Negli ultimi mesi si è parlato molto della crescente dipendenza europea da infrastrutture digitali statunitensi. Un’inchiesta di Politico Europe ha messo nero su bianco ciò che nel settore sappiamo da tempo: in caso di tensione geopolitica, gli Stati Uniti potrebbero legalmente interrompere servizi cloud fondamentali per aziende, governi e cittadini europei. Non si tratta di complottismo, ma di legge: il famigerato Cloud Act del 2018 impone a qualunque azienda americana — ovunque essa operi — di fornire dati alle autorità USA, anche se quei dati si trovano su server europei, anche se appartengono a cittadini non statunitensi. Nessuna reciprocità, nessuna garanzia per la sovranità digitale.
Questo significa che interi sistemi pubblici e privati europei, ospitati oggi su AWS, Microsoft Azure o Google Cloud, possono essere oggetto di accesso forzato o addirittura di “kill switch” remoto, se un procuratore federale ne ravvisasse la necessità. Bastano un ordine giudiziario o una pressione diplomatica.

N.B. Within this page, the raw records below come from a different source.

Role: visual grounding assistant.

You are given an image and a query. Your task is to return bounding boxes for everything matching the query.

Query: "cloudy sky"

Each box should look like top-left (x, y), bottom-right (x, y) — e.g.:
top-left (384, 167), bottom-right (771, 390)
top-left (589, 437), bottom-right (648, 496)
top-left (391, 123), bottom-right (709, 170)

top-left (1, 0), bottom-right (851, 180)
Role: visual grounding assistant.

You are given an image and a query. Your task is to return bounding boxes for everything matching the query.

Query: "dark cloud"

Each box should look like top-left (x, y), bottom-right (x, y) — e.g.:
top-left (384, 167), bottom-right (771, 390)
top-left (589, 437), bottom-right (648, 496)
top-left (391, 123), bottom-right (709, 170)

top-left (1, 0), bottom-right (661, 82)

Il problema è sistemico: la stragrande maggioranza del traffico cloud in Europa passa su infrastrutture americane. Anche quando i dati risiedono in centri europei, sono spesso gestiti da aziende soggette alla giurisdizione USA. La sovranità tecnica e giuridica è quindi compromessa alla radice.

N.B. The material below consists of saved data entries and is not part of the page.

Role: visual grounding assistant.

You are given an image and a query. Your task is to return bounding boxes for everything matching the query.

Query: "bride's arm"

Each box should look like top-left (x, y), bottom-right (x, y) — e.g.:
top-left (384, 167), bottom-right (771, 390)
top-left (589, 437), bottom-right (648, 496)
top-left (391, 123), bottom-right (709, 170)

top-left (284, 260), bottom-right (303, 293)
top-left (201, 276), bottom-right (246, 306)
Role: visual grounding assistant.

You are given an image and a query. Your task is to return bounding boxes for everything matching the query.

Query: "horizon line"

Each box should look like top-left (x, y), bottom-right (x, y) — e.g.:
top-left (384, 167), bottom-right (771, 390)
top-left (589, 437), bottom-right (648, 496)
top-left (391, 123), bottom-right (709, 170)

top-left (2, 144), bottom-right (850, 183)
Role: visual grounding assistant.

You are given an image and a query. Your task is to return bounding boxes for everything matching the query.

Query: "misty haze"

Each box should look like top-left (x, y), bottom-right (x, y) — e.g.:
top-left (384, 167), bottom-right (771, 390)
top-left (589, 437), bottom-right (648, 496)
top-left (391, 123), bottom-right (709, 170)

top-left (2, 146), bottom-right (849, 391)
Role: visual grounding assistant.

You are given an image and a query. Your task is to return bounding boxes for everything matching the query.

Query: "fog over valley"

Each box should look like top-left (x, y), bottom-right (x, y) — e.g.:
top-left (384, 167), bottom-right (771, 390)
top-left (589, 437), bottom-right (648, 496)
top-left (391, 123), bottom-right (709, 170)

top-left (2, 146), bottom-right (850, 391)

Io stesso utilizzo quotidianamente una soluzione italiana alternativa: il Polo Strategico Nazionale, un’infrastruttura cloud ad alta affidabilità che garantisce localizzazione dei dati, sicurezza certificata, gestione interamente italiana. È una risposta concreta, già attiva, nata per ospitare servizi pubblici critici. Ma è anche una base da cui partire per fare qualcosa di più ambizioso.

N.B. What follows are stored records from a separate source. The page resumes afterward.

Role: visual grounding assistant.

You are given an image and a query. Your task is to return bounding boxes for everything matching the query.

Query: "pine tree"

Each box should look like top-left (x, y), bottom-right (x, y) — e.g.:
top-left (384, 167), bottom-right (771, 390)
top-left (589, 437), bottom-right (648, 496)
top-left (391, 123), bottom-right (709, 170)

L’Italia, se lo volesse, potrebbe trasformare questa esperienza in un modello esportabile a livello europeo. Le fondamenta ci sono già: data center su suolo nazionale, soggetti pubblici e privati italiani al controllo, standard di sicurezza conformi a quelli dell’Agenzia per la Cybersicurezza Nazionale. Bisognerebbe solo fare un salto di scala. Rilanciare. Estendere l’infrastruttura anche a settori strategici privati, alle PMI innovative, alle università e ai centri di ricerca. Rendere questo modello replicabile da altri Stati membri. Farne un benchmark europeo.
Tecnicamente, la strada è chiara: costruire un’architettura multi-cloud sovrano, distribuita geograficamente, dove i dati non solo restano fisicamente in Europa, ma sono gestiti da entità non sottoposte a normative esterne, quindi al di fuori del perimetro del Cloud Act. Questo richiede regole comuni, un’etichetta europea per i fornitori “cloud sovrani”, e soprattutto investimenti massicci: l’iniziativa “EuroStack” va nella giusta direzione, ma deve essere difesa da chi spinge per continui compromessi al ribasso.
Serve anche altro. Serve una certificazione forte, obbligatoria per tutti i fornitori cloud utilizzati in settori strategici. Serve la piena portabilità dei dati tra ambienti sovrani, evitando lock-in con vendor esteri. Serve più software open source europeo, più standard interoperabili, più architetture auditabili. Serve una cultura diffusa che riconosca la gravità del problema.
Se domani gli Stati Uniti decidessero di bloccare un servizio cloud, nessuna azienda italiana o europea potrebbe opporsi. Né in tribunale, né sul piano tecnico. Questo è il punto. E la soluzione, se vogliamo, è una sola: riappropriarci delle chiavi di casa. Ricostruire in Europa un’infrastruttura digitale che non dipenda dalle decisioni altrui.
Sì, è costoso. Ma è molto meno costoso che restare in balia di un altro Paese. E l’Italia ha dimostrato che si può fare. Bisogna solo volerlo davvero.